As a 17-year-old from Haida Gwaii archipelago off the British Columbia mainland, in what is currently Canada, I have been working for climate action my whole life, in a way. I have grown up fostering a great respect for the land. I have grown up on stories of the land, stories of my father and my grandfathers and generations going back farther than I can conceptualize.
I was about 10 when my father, Jaalen Edenshaw, carved a totem pole that was raised at an ancient village site in a place called Windy Bay in the Haida Heritage Site and national park, Gwaii Haanas. My father carved it to celebrate the twentieth anniversary of the Gwaii Haanas Agreement between the Canadian and the Haida Nation to co-manage and protect our lands.
The protection of Gwaii Haanas, and of the land I learned and lived and played, on was wholly dependent on the sacrifices and work and power of my nation, of my grandfather, and the Haida community, which has lived on these islands for at least 12,000 years.They stood up for the preservation of this sacred space from resource extraction, especially logging, and it was a long, hard battle. But they won. Gwaii Haanas is protected now. It is due to these community members that I can enjoy and have my life changed by Gwaii Haanas, by its thousand-year-old trees and ancient village sites where my ancestors lived.

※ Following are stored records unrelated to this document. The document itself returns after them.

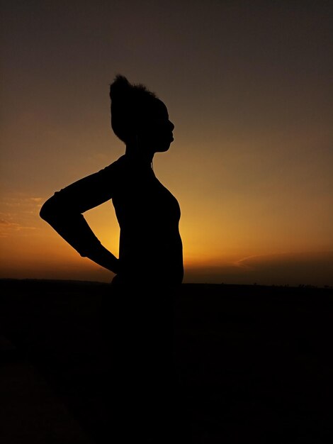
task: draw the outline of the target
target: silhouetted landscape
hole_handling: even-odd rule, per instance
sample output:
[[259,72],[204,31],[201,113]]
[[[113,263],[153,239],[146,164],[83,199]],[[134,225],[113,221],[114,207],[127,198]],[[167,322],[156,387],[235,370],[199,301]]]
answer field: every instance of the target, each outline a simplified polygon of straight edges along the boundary
[[[123,442],[98,325],[110,284],[1,287],[1,443]],[[174,310],[168,442],[332,442],[332,288],[184,284]]]

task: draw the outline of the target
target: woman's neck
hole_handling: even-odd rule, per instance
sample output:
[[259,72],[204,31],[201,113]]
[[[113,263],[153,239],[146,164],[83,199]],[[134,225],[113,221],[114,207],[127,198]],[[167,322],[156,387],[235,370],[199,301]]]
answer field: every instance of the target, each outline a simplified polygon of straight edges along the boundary
[[136,146],[127,145],[125,155],[138,164],[152,167],[154,152],[145,152],[143,150],[139,150]]

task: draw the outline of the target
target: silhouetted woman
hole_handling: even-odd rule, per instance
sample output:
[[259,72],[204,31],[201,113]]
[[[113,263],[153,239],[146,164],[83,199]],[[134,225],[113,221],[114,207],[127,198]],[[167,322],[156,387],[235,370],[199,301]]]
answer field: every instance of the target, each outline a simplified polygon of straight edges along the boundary
[[[152,166],[155,152],[169,150],[174,126],[154,93],[123,76],[111,85],[110,97],[111,126],[126,145],[125,155],[55,193],[40,216],[81,256],[115,274],[102,313],[105,334],[118,344],[119,384],[131,387],[127,405],[142,396],[155,404],[168,377],[171,299],[184,269],[179,205]],[[120,229],[118,259],[82,215],[110,199]]]

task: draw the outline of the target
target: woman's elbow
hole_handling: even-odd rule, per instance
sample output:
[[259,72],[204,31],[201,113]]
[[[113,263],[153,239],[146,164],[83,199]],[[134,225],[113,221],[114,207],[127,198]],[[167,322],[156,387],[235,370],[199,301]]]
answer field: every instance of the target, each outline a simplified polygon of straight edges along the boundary
[[39,215],[46,222],[50,222],[56,213],[54,196],[52,196],[43,204]]

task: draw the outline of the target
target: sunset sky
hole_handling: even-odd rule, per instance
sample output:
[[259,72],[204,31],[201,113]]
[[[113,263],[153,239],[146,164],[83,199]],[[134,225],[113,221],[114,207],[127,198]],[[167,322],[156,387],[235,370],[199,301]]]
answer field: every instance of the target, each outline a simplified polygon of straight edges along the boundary
[[[154,159],[185,282],[333,285],[332,2],[1,0],[0,277],[109,282],[39,217],[122,155],[116,74],[166,104]],[[115,255],[111,202],[85,213]]]

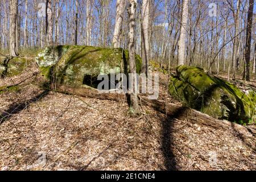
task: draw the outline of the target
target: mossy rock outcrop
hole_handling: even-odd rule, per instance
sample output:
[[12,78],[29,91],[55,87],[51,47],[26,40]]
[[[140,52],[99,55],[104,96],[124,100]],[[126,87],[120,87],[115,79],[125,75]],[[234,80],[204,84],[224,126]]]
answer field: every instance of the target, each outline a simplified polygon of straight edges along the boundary
[[216,118],[242,124],[255,122],[255,90],[242,90],[200,68],[176,68],[168,91],[187,106]]
[[0,75],[12,77],[20,74],[30,61],[23,57],[0,57]]
[[[84,46],[48,47],[38,54],[36,61],[49,81],[71,86],[86,86],[85,79],[99,75],[127,73],[129,52],[122,48]],[[137,71],[142,60],[136,55]]]

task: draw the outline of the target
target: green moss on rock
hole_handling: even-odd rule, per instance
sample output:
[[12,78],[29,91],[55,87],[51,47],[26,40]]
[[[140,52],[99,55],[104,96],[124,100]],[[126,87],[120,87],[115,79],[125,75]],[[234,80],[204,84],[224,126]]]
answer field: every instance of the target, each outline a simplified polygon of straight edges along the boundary
[[12,77],[21,73],[31,61],[24,58],[14,57],[7,63],[3,63],[3,58],[0,61],[0,75]]
[[[86,75],[126,73],[128,51],[121,48],[92,46],[59,46],[49,47],[40,53],[36,61],[47,79],[55,77],[59,84],[81,86]],[[137,72],[142,60],[136,55]]]
[[218,119],[247,122],[256,119],[254,90],[241,90],[234,85],[209,75],[200,68],[179,66],[171,77],[171,95],[193,109]]

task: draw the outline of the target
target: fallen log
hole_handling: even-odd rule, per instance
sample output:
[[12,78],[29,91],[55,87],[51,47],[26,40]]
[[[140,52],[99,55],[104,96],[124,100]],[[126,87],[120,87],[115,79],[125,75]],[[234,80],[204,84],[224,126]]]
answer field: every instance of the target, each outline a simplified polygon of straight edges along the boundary
[[[82,97],[89,97],[101,100],[112,101],[123,101],[126,100],[125,94],[102,93],[96,89],[85,88],[74,88],[65,85],[54,84],[50,85],[51,89],[64,94],[75,94]],[[150,100],[147,97],[138,96],[141,104],[151,107],[170,118],[187,120],[192,123],[210,126],[215,129],[222,129],[225,130],[249,131],[254,135],[256,134],[255,126],[245,127],[242,125],[227,121],[215,119],[207,114],[200,113],[196,110],[186,106],[166,103],[158,100]]]
[[75,94],[82,97],[89,97],[101,100],[121,101],[126,99],[125,94],[102,93],[94,88],[73,87],[66,85],[51,84],[50,89],[64,94]]

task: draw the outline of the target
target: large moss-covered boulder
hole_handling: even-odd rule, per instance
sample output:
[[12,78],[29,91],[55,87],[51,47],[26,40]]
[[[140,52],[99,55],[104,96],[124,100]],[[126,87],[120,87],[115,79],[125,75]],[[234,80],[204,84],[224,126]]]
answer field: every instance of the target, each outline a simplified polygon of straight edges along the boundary
[[0,75],[12,77],[21,73],[30,63],[23,57],[0,57]]
[[241,123],[256,119],[256,93],[210,75],[203,69],[185,65],[171,76],[171,95],[193,109],[216,118]]
[[[58,84],[85,86],[85,79],[99,75],[126,73],[129,53],[122,48],[82,46],[48,47],[36,57],[42,73]],[[136,55],[137,71],[142,61]],[[54,77],[54,79],[53,78]]]

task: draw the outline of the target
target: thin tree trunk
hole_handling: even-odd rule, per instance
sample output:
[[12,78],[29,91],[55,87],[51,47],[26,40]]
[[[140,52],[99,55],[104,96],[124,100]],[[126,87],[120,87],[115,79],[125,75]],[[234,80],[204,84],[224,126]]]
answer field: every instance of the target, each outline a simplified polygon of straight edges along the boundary
[[25,26],[24,27],[24,48],[27,48],[27,0],[25,4]]
[[188,0],[183,0],[182,3],[181,22],[180,23],[180,33],[178,43],[177,65],[183,65],[185,63],[186,28],[188,18]]
[[114,31],[112,44],[114,48],[120,47],[120,36],[122,32],[122,24],[123,19],[125,0],[117,0],[117,13],[115,15],[115,25]]
[[250,59],[251,53],[251,26],[253,23],[254,0],[249,0],[248,15],[247,18],[246,38],[245,45],[245,79],[250,81]]
[[75,31],[75,45],[77,45],[77,22],[78,22],[78,0],[76,0],[76,17],[75,17],[75,24],[76,30]]
[[46,0],[46,39],[47,46],[52,46],[53,31],[52,31],[52,0]]
[[233,80],[236,79],[236,73],[237,71],[237,60],[236,56],[237,49],[238,48],[238,46],[237,46],[237,38],[236,36],[237,34],[238,31],[238,26],[239,26],[239,13],[240,11],[240,0],[237,0],[237,12],[236,13],[236,15],[234,16],[234,22],[235,22],[235,31],[234,36],[235,38],[234,38],[234,44],[233,46],[233,56],[232,56],[232,64],[233,64]]
[[143,0],[142,2],[142,22],[141,26],[142,73],[146,73],[146,75],[147,75],[148,72],[150,15],[150,1]]
[[18,13],[18,0],[10,0],[11,2],[11,55],[17,56],[16,42],[16,27]]
[[130,94],[130,106],[129,109],[130,113],[131,115],[136,115],[139,111],[139,105],[138,101],[138,96],[137,93],[137,76],[136,76],[136,64],[135,57],[135,39],[134,39],[134,32],[135,26],[135,12],[136,10],[137,2],[135,0],[129,0],[130,5],[128,10],[128,14],[129,16],[129,67],[130,73],[131,76],[131,93]]
[[92,0],[87,0],[86,2],[86,44],[91,45],[92,38]]

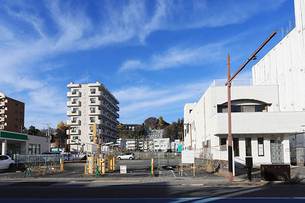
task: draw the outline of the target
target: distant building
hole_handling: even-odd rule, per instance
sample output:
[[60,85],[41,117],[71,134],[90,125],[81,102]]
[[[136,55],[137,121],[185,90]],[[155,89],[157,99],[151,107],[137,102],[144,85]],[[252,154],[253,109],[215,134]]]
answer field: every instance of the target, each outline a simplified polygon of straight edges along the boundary
[[116,143],[119,144],[118,148],[120,149],[126,148],[126,140],[123,138],[120,138],[116,140]]
[[134,131],[136,129],[136,127],[139,125],[137,124],[120,124],[120,125],[124,125],[124,129],[129,131]]
[[24,125],[24,103],[0,92],[0,130],[20,132]]
[[[95,123],[99,125],[100,143],[115,142],[118,139],[117,126],[119,122],[117,119],[119,108],[117,106],[119,101],[99,81],[88,84],[71,82],[67,87],[71,91],[67,96],[71,100],[67,102],[67,106],[71,109],[67,112],[70,117],[67,124],[71,127],[71,139],[93,143],[90,137],[93,136],[93,124]],[[81,147],[79,150],[86,150],[85,147]],[[71,145],[72,150],[77,148],[76,145]]]
[[144,137],[145,139],[157,139],[162,138],[163,130],[145,130]]

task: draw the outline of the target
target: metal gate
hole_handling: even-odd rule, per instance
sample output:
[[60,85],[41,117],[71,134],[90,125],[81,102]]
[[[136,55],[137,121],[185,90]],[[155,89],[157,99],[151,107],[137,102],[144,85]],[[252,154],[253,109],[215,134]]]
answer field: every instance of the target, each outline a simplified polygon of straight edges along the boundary
[[271,162],[284,163],[284,149],[282,144],[270,143]]

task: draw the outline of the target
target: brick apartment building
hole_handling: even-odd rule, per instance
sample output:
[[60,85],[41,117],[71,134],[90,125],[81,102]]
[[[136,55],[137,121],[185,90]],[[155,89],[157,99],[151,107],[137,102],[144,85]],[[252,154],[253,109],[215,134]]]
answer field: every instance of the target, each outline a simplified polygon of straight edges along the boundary
[[24,103],[0,92],[0,130],[20,132],[24,125]]

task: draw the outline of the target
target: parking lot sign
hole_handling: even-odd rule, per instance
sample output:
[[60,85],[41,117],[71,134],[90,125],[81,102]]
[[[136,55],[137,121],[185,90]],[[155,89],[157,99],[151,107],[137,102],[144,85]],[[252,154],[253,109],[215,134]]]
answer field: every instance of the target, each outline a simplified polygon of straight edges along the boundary
[[120,173],[120,174],[127,174],[127,168],[126,165],[120,165],[119,166]]

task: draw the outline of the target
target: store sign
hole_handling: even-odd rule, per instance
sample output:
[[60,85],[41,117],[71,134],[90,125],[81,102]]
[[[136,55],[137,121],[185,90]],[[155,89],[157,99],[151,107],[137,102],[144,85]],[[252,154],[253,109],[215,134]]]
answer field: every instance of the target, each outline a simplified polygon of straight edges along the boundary
[[194,163],[195,162],[194,150],[182,150],[182,163]]
[[127,167],[126,165],[120,165],[119,171],[120,174],[127,174]]

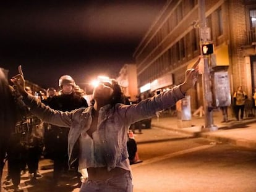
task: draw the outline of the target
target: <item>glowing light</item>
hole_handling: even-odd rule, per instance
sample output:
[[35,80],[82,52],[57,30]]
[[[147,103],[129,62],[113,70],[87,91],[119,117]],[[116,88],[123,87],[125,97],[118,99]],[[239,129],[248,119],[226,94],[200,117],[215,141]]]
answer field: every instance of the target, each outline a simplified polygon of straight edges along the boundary
[[148,91],[149,90],[150,90],[151,86],[150,86],[150,83],[147,83],[143,86],[142,86],[142,87],[140,87],[140,93],[143,93],[145,92],[146,91]]

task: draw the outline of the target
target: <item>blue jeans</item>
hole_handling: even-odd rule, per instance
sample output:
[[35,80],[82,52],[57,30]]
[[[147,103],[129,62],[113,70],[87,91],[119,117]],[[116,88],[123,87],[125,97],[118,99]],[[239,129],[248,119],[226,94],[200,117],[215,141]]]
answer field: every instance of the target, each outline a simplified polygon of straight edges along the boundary
[[88,180],[82,183],[80,192],[132,192],[130,172],[106,180]]

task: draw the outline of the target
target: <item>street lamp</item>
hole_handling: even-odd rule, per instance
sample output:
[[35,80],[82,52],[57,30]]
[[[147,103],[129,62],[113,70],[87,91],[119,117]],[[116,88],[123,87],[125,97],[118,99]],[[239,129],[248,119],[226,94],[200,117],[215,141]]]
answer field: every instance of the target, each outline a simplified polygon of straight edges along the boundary
[[210,131],[216,130],[218,128],[213,125],[213,94],[209,67],[209,57],[213,52],[213,44],[211,42],[210,28],[207,27],[205,18],[205,0],[198,0],[198,16],[200,46],[201,56],[203,58],[203,71],[202,74],[203,83],[203,108],[205,112],[205,127]]

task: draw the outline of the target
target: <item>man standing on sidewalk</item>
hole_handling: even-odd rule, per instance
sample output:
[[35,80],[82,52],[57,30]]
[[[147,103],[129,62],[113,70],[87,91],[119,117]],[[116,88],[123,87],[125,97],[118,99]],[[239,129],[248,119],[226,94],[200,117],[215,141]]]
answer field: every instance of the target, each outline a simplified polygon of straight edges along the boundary
[[240,120],[242,120],[244,119],[244,104],[245,100],[248,96],[245,91],[242,90],[242,86],[239,86],[237,88],[237,91],[234,93],[234,113],[236,119],[237,120],[239,120],[239,111],[240,114]]

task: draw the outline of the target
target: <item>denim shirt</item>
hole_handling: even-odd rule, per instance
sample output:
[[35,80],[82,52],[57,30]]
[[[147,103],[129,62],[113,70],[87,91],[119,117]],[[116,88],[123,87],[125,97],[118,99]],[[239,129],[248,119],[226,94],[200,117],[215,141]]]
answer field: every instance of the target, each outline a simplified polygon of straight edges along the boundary
[[179,86],[176,86],[138,104],[103,106],[100,109],[97,129],[92,138],[87,133],[92,122],[92,106],[61,112],[51,109],[29,94],[24,102],[43,122],[70,128],[68,137],[70,165],[79,157],[79,169],[106,166],[110,170],[128,158],[126,143],[130,125],[173,106],[184,96]]

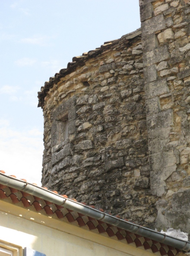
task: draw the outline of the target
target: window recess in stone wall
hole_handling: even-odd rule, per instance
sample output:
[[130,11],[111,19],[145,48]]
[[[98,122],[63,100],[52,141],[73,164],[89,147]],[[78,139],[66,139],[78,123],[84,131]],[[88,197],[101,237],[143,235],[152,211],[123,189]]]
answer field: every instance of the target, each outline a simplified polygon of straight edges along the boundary
[[68,138],[69,120],[68,112],[56,120],[57,125],[57,144],[60,144]]
[[69,135],[75,132],[75,98],[71,98],[55,110],[52,117],[51,147],[67,141]]

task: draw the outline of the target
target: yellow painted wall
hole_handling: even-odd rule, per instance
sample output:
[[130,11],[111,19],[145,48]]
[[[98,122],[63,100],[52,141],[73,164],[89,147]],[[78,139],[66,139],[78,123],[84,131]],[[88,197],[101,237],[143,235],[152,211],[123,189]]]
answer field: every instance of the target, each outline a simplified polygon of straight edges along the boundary
[[[69,223],[0,201],[0,246],[9,244],[22,248],[28,247],[46,256],[155,255]],[[16,255],[22,256],[22,251]]]

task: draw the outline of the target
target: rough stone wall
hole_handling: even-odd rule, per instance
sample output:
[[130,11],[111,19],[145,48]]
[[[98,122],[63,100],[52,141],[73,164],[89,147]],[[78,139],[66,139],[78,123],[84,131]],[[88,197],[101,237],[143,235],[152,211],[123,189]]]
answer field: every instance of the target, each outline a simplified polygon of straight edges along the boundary
[[140,36],[124,36],[48,92],[42,182],[153,228],[142,48]]
[[139,31],[106,44],[39,92],[42,184],[190,233],[190,0],[139,5],[142,45]]
[[190,233],[190,1],[140,0],[156,226]]

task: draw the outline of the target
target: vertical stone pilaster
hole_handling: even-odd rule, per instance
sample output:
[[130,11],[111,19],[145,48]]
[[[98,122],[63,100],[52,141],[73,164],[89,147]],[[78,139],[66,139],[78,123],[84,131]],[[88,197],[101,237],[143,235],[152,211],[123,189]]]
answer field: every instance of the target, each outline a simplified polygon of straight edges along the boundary
[[181,206],[188,204],[190,194],[190,2],[139,0],[151,188],[158,197],[156,226],[189,233],[190,207]]
[[[141,1],[140,8],[151,190],[153,194],[161,197],[165,192],[166,179],[175,170],[176,161],[174,157],[172,163],[168,162],[165,159],[168,152],[163,146],[172,125],[173,112],[171,109],[162,111],[161,108],[159,97],[169,93],[170,90],[167,79],[162,79],[159,75],[157,65],[169,59],[170,54],[168,46],[159,45],[156,33],[164,30],[167,26],[162,12],[155,16],[154,2]],[[172,152],[170,154],[172,155]]]

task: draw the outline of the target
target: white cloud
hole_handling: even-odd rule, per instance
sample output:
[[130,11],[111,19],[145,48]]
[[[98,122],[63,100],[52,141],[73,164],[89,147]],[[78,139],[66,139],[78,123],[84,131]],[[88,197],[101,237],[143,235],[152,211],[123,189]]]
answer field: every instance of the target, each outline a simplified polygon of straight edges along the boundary
[[7,127],[10,125],[10,121],[7,119],[0,118],[0,127]]
[[0,87],[0,94],[13,94],[16,93],[20,88],[19,86],[12,86],[10,85],[4,85]]
[[18,131],[0,119],[0,170],[41,185],[43,150],[42,131],[36,128]]
[[14,8],[16,8],[18,4],[19,4],[19,3],[16,2],[15,3],[14,3],[11,4],[10,5],[10,7],[13,9],[14,9]]
[[6,40],[13,40],[13,39],[15,37],[14,35],[11,35],[10,34],[6,34],[3,33],[0,35],[0,40],[4,41]]
[[34,36],[32,37],[22,38],[20,40],[20,42],[25,43],[44,46],[48,44],[47,43],[48,39],[47,36]]
[[43,61],[41,62],[41,65],[42,67],[49,68],[54,74],[59,72],[60,69],[63,69],[63,66],[60,61],[56,59],[50,61]]
[[36,60],[33,59],[29,58],[22,58],[18,59],[15,62],[15,64],[20,67],[25,66],[32,66],[36,62]]
[[26,15],[27,16],[30,15],[30,13],[29,12],[29,10],[28,8],[19,8],[19,10],[21,11],[22,13],[23,13],[24,14],[25,14],[25,15]]

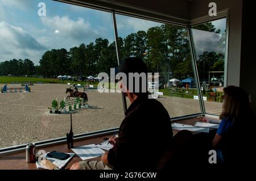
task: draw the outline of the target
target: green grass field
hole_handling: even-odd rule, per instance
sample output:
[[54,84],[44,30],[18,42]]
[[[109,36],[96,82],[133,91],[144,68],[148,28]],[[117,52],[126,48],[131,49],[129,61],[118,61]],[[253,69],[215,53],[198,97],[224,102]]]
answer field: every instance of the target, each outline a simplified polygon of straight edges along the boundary
[[[86,84],[87,82],[76,82],[76,81],[61,81],[57,78],[39,78],[39,77],[1,77],[0,76],[0,84],[6,84],[6,83],[14,83],[14,82],[19,82],[19,83],[21,83],[23,82],[32,82],[35,83],[36,82],[42,82],[45,83],[52,83],[54,82],[55,83],[63,83],[66,84],[68,82],[69,82],[72,84],[75,83],[80,83],[80,84]],[[110,88],[110,84],[109,84],[109,88]],[[93,83],[90,83],[90,85],[93,85],[94,87],[97,87],[98,85],[97,82],[95,82]],[[182,90],[180,88],[177,89],[176,91],[171,90],[168,89],[159,89],[159,92],[163,92],[164,95],[175,96],[175,97],[180,97],[184,98],[189,98],[189,99],[193,99],[194,95],[198,95],[197,94],[197,90],[196,89],[189,89],[188,90],[188,94],[185,94],[185,90],[184,89]],[[217,101],[218,102],[220,99],[220,93],[221,92],[217,92]],[[209,92],[207,92],[205,96],[207,97],[207,100],[209,100]]]

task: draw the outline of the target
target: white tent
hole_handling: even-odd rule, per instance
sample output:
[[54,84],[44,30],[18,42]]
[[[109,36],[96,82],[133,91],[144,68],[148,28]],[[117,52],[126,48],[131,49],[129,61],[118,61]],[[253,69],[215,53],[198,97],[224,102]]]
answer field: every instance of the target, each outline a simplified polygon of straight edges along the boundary
[[100,77],[95,77],[94,79],[96,80],[101,80],[102,78]]
[[180,80],[179,80],[176,78],[172,78],[171,79],[170,79],[169,81],[172,82],[180,82]]
[[88,79],[93,79],[94,77],[93,76],[90,75],[89,77],[87,77],[87,78]]
[[57,77],[57,78],[64,78],[64,76],[62,76],[62,75],[59,75],[58,77]]

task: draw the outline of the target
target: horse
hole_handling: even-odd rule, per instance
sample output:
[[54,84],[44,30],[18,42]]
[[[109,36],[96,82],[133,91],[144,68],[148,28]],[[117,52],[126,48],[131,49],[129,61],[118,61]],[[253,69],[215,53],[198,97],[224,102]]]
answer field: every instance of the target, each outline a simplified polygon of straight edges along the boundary
[[76,92],[76,93],[75,94],[75,96],[73,96],[73,92],[74,92],[74,90],[73,89],[68,89],[67,88],[66,90],[66,94],[68,92],[69,92],[70,95],[68,95],[67,96],[67,99],[69,99],[70,100],[70,97],[72,98],[84,98],[84,100],[85,102],[88,101],[88,98],[87,97],[87,94],[85,92],[79,92],[77,91]]
[[210,92],[210,93],[209,93],[209,96],[210,99],[212,99],[212,98],[213,98],[214,99],[214,101],[216,101],[217,100],[216,93],[215,93],[214,92]]

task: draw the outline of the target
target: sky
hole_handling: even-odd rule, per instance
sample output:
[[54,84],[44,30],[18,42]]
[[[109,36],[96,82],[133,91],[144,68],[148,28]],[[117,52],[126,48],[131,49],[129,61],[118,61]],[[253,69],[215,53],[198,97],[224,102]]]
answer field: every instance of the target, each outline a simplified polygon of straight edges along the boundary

My lawsuit against the federal Canadian government for its role in the climate crisis is my version of taking a stand for my people so that future generations can be shaped by the land, just as I have been. So that people can take our pristine conditions for granted, as I did when I was younger. That is the ultimate luxury — to have the total sense of security that land provides. That is what I want for Haida Gwaii’s future. But if that is not possible, it is my honor and responsibility to preserve what I can of Haida Gwaii so that future generations have enough of it to fight for.
That’s why I’m suing the federal Canadian government. Because my culture and my history and my family’s livelihood depend on my rights to clean air and water. Because my language is really, really at risk, and every aspect of it comes from our land. Without one we lose the other.
I am suing the Canadian government because, due to climate change, I have lost any semblance of cultural security, and my food security is at risk too. Things that we depend on — fish, seaweed, yellow cedar — are already being impacted by climate change, and those impacts are projected to only get worse. A healthy community needs a clean environment.
Climate change is impacting me and my rights as protected in the Canadian Charter, including my rights to equality, to life, liberty, and security of person, and my public trust rights. The same is true of my 14 co-plaintiffs, youth from across Canada, and of all Canadian youth, especially Indigenous youth, who are disproportionately impacted by climate change.
We cannot vote yet, so we must seek protection of our rights through the court system.
Canada’s contribution to the climate crisis has yet again proved that the health and well-being of Indigenous people and youth is not a priority for the government.
All my life I have seen my rights treated as optional by the Canadian government. So I am so grateful for our amazing lawyers and everyone else who has made this lawsuit possible, for my family and community and the inspiring people who have empowered me and made me feel like a fight for my rights is one I can win.
I can recognize what a rare and incredible thing it is that an Indigenous girl in Canada feels that a fight for her rights is one she can win.
I have been so supported and inspired by other members of my community. I hope that this lawsuit inspires other young people, especially Indigenous youth, because we need more Indigenous voices in the climate movement.
This fight is not just about protecting our land. It is about protecting every aspect of who we are.